Speed comes in two forms when it comes to photography: how fast the UI can load to take a picture and how fast an image can be taken to catch a vital moment. The first goes to the smartphone. With the Samsung Galaxy S6, no matter where you are, with two taps of the home button you’re almost instantaneously taken to the camera screen and ready to snap an image with a second. The iPhone has a few additional steps but still proves a stunningly quick response. Both phones also take pictures ver quickly, allowing you to fire off quite a few images every few seconds. Obviously both include a burst mode too.
That takes us on to our second point: which device takes faster images? Well, a DSLR of course. Despite how many features, apps or whatever may be offered for both of these leading smartphones, there’s no way that either of their tiny sensors can react as quickly as that of $700 DSLR’s. DSLR’s can capture moments of up to 600th of a second which makes them truly fast machines for capturing that perfect moment.
This is a tricky subject to cover as there are many different aspects you need to lack at. First, DSLRs offer up a lot of customization when it comes to changing which aspects of the photo you want to edit. For example, the ISO, shutter speed, sharpness, contrast, brightness and so much more. Admittedly, smartphones are getting better at allowing you control over these aspects these days. Most high-end Android phones these days comes with some sort of Manual mode that allows you to edit a few of these options in real time as you take an image. However, there are undoubtedly more options with a DSLR.
However, on the hand, there’s hundreds of photo editing and camera application for both iPhone and Android, some offer a great deal of options that allow you to change different aspects your image. These can either be edits pre-image or post-image. Either way, you’re definitely not going to be short of great photography applications on any high-end smartphone you pick up these days.
For a few years now people have asked the question as to what is more in our current day and age for the majority of people: the ability to take a quick picture of the special moment or grab a stunning picture of that special moment. The answer has more often than not been the former as a lot more people need a phone than a camera. Then once they have these phones in their hands, they’ve already come with a camera that will have the quality to show their family and friends which is all they need it for.

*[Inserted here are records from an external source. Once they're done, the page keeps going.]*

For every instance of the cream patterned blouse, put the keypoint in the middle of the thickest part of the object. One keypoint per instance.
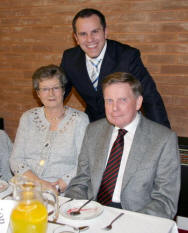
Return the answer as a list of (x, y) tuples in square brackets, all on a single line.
[(49, 154)]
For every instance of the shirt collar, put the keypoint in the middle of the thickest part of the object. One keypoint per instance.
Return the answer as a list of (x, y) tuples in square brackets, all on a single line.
[(131, 127)]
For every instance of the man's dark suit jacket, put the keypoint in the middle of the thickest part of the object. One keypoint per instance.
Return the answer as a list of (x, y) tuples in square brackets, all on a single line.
[(118, 58)]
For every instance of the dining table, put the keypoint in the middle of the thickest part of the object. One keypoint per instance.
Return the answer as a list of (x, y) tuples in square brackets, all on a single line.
[(129, 222)]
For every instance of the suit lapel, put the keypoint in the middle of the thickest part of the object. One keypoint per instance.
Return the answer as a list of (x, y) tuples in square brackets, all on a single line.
[(102, 148)]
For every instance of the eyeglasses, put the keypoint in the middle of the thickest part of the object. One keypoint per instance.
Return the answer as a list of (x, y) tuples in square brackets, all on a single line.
[(47, 89)]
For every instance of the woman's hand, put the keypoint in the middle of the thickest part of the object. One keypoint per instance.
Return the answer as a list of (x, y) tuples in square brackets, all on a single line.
[(45, 184)]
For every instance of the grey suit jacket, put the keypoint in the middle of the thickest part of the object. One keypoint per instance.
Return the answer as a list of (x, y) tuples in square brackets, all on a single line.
[(151, 181)]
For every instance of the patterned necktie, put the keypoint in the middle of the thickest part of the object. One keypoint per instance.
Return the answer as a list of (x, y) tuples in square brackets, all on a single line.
[(95, 73), (111, 172)]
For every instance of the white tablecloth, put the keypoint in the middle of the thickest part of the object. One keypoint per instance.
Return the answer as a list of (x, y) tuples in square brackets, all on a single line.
[(130, 222)]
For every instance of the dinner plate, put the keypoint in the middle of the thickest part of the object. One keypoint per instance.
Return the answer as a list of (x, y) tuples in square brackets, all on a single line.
[(91, 210), (3, 186)]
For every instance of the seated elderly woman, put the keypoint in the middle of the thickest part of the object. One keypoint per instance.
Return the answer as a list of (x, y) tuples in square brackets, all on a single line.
[(5, 151), (49, 138)]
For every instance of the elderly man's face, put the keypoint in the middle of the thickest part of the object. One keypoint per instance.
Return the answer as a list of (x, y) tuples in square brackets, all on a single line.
[(121, 105), (90, 35)]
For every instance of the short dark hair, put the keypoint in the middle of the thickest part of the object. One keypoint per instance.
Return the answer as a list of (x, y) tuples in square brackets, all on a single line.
[(87, 12), (48, 72), (122, 77)]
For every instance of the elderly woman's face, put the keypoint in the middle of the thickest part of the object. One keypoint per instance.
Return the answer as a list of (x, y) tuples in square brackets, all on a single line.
[(51, 93)]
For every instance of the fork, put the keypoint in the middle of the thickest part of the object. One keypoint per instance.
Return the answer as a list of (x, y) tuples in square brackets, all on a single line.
[(109, 227), (77, 212)]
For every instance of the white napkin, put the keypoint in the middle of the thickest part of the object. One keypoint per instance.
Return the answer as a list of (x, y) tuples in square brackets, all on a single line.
[(6, 207)]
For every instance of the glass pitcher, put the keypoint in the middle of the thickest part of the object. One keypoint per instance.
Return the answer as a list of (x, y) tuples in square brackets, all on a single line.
[(30, 214)]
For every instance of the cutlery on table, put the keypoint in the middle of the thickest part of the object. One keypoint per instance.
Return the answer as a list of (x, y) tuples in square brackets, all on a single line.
[(81, 228), (109, 227), (77, 212), (71, 199)]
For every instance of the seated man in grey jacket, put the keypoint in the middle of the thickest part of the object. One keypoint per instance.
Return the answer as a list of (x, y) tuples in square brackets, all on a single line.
[(128, 161)]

Now, there’s no doubt you’ll get the better quality if you’ve spent $700 on a camera rather than $700 on a phone just because the camera’s main job is to solely take pictures. You’d expect $700 of a device that was built to take images to take better quality shots than a device that was built to have a great user experience, many apps and lots of smart features first and then a camera second. So yeah, obviously the quality on a DSLR is going to be better.